Von Wut besetzt drehte sich der Junge von dem Mann Weg, schaute in die Richtung in die ihm gewiesen wurde und sprach trotzig: „Dann lasst mich mitspielen in diesem Trauerspiel. Ich soll der Schauspieler sein der den Worten des Intendanten folgt. Schickt mich nur umher auf der Bühne die sich Erde nennt. Nur zu! Ich bin bereits verloren. Habe ich doch kein Leben mehr. So möchte ich theatralisch mein Leben vor Erschöpfung ablegen. Habe ich mich doch schon länger an der Poesie erfreut.“

    Wankend stieg er nun erneut hinab. Bedachte Schritte, gezügelt und fromm. Auf dem Geröll rutschte er ein wenig, bis er wieder große Steine unter den Füßen hatte. Als die Wiesen sich erstreckten, streckte er sich ebenso lang ins Gras. Nahm einen langen dürren Grashalm in den Mund und biss darauf herum. Sein Blick schweifte über die fernen blauen Gipfel und er schaute den Dohlen über ihm nach, aber es reizte ihn nicht. Er hatte keine Muße daran, er war in seinem Kopf und dort schimpfte er vor sich her.

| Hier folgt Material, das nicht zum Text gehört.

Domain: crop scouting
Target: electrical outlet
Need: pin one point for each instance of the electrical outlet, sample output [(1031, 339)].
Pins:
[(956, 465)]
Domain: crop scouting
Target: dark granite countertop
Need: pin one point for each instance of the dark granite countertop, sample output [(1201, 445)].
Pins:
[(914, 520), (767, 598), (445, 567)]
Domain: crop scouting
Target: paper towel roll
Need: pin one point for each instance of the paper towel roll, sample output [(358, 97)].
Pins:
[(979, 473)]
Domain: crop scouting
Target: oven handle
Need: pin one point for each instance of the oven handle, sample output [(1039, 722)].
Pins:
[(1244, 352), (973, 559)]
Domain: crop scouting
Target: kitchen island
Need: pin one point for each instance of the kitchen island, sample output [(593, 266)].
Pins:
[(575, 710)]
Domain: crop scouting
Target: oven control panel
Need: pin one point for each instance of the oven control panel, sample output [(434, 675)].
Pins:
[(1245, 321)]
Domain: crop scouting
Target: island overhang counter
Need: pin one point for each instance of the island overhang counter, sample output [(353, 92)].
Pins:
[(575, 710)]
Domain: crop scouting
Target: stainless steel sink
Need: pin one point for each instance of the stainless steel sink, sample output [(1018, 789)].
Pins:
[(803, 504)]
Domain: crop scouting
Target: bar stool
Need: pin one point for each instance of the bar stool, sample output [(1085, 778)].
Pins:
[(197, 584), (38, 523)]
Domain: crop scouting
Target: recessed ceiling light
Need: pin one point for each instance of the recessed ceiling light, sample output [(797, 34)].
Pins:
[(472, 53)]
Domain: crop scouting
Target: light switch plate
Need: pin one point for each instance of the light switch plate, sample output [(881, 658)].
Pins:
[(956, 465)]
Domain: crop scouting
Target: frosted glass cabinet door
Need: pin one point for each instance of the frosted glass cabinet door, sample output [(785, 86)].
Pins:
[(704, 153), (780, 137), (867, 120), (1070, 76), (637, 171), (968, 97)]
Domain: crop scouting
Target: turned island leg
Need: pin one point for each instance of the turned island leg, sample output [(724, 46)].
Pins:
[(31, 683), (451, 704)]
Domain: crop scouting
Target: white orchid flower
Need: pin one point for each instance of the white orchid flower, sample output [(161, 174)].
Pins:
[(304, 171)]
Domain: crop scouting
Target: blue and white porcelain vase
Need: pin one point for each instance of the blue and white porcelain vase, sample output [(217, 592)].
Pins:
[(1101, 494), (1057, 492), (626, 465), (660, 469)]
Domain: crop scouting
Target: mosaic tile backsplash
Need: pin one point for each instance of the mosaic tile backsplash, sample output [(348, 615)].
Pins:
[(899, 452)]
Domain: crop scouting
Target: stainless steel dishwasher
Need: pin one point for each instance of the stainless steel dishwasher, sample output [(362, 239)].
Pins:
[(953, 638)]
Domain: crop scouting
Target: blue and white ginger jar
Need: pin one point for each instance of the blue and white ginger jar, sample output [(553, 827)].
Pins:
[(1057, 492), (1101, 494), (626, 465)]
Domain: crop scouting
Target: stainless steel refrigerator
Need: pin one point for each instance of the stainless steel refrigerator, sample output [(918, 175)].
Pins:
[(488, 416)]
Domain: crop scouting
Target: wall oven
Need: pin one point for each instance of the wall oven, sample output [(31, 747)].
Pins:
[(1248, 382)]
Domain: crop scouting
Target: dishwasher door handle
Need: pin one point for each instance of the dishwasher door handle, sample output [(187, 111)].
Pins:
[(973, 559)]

    Im Hass versankt stand er auf und trotzte Tal abwärts. Er begann die geschwächten Muskeln zu spüren, doch machte er sich nichts daraus. Er ging stetig weiter und hatte nur ein Ziel vor den Augen, der Gipfel auf der gegenüberliegenden Talseite. Wankend schritt er die einsamen Wiesen hinab. Der Wind wehte über den Boden und ließ die vereinzelten Grasbüschel flattern. Er stieg darüber hinweg und fand Bahn durch das flache Gestrüpp. Erneut begrüßten ihn die ersten Tannen und er nahm den geborgenen Schatten herzlich auf. Diesmal rauschte er nicht in Windeseile durch die Baumstrünke, er ließ sich etwas Zeit und bedacht folgte er dem ausgetreten Pfad. Dieser brachte ihn entlang eines brausenden Baches immer weiter tiefer in Richtung des kommenden Tales. 

    Als er sich durch das Dickicht schlug und nun endlich die Lichtung des Tales erreichte war er wenig freudig über das was sein weiter Blick vernahm. Er wusste, es stand ein weiterer Aufstieg voraus. Doch ohne Jammer und Kummer, wie ein Dampfer der die Donau flußaufwärts fährt, widerstand er die Anstrengungen mäßig und ging festen Trittes dem Gipfel entgegen. Er machte sich keinen Juchz mehr aus den Wurzeln sondern sah sieh eher zynisch an, nahm sie als Tritte und sehnte sich bereits nach der offenen, kahlen Wiesenlandschaft in den Höhen der Berge. 

    Als er die todesängstlichen, schrillen Pfiffe der Murmeltiere vernahm, fühlte er sich leichter. Er wusste er hatte nun bald die Baumgrenze erreicht und der Gipfel war nicht mehr weit. Und so sollte es sein. Schon auf der brachen Wiesenfläche, konnte er das Geröll des Gipfels ausmachen. Trotz seiner körperlichen Verfassung begann sein Körper schneller zu werden. Die Schritte größer und in einer schnelleren Frequenz. Es sammelten sich die letzen Kräfte in seinem Körper zusammen, die von dem Glauben zusammengepfercht wurden, nun endlich sein Leben zur Vollkommenheit zu bringen. Es war wie ein Wahn der den ermüdeten, halb blinden Leib weiter in die Höhen trug. 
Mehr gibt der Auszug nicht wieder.